The first of these groups was executed by an artist named Jehan Soulas. The contract, dated January 2nd, 1518, between this sculptor and the delegates of the authorities conducting the works of the church, still existed. It set forth that Jehan Soulas, a master image-maker, dwelling in Paris at the cemetery of Saint Jehan in the parish of Saint Jehan en Greve, pledged himself to execute in good stone of the Tonnerre quarry, and better than the images that are round about the choir of Notre Dame de Paris, the four first groups, of which the subjects were prescribed and explained; in consideration of the sum of two hundred and eighty livres Tournois, which the Chapter of Chartres undertook to pay him as he might require.
Soulas, who had undoubtedly learned his craft from some Flemish artist, produced certain little genre pictures well adapted, by their spirit and liveliness, to cheer the soul that the solemnity of the windows might have depressed; for in this aisle they really seemed to let the light filter through Indian shawl-stuff, admitting only a few dull sparks and smoky gleams.

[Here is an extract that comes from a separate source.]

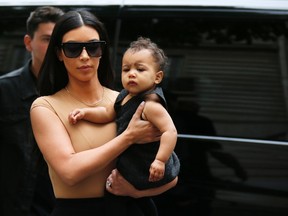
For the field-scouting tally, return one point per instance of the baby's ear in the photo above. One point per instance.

The second group, representing Saint Anna receiving from an unseen angel an order to go to meet Joachim at the Golden Gate, was a marvel of grace and subtle observation; the saint stood listening attentive in front of her fald-stool, by which lay a little dog; and a waiting-maid, seen in profile, carrying an empty pitcher, smiled with a knowing air and a wink in her eye. And in the next scene, where the husband and wife were embracing each other with the trepidation of a worthy old couple, stammering with joy and clasping trembling hands, the same woman, seen full-face this time, was so delighted at their happiness that she could not keep still, but, holding up her skirts, was almost in the act of dancing.
A little further on, the image-maker had represented the birth of Mary, a thoroughly Flemish scene: in the background, a bed with curtains, on which Saint Anna reclined, watched by a maid, while the midwife and her attendant washed the infant in a basin.
But another of these bas-reliefs, close to the Renaissance clock, which interrupts the series of this history told in the choir-aisle, was even more astonishing. In this Mary was sewing at baby-clothes while reading, and Saint Joseph, asleep in a chair, his head resting on his hand, was instructed in a dream of the Immaculate Conception of the Virgin. And he not only had his eyes shut, he was sleeping so soundly, so really, that one could see him breathe, one felt his body stretching, relaxing, in the perfect abandonment of his whole being. And how diligently the young mother stitched while she was absorbed in prayers, her nose in her book! Never, certainly, was life more closely apprehended, or expressed with greater certainty and truth to life caught in the act, at the instant, ere it moved.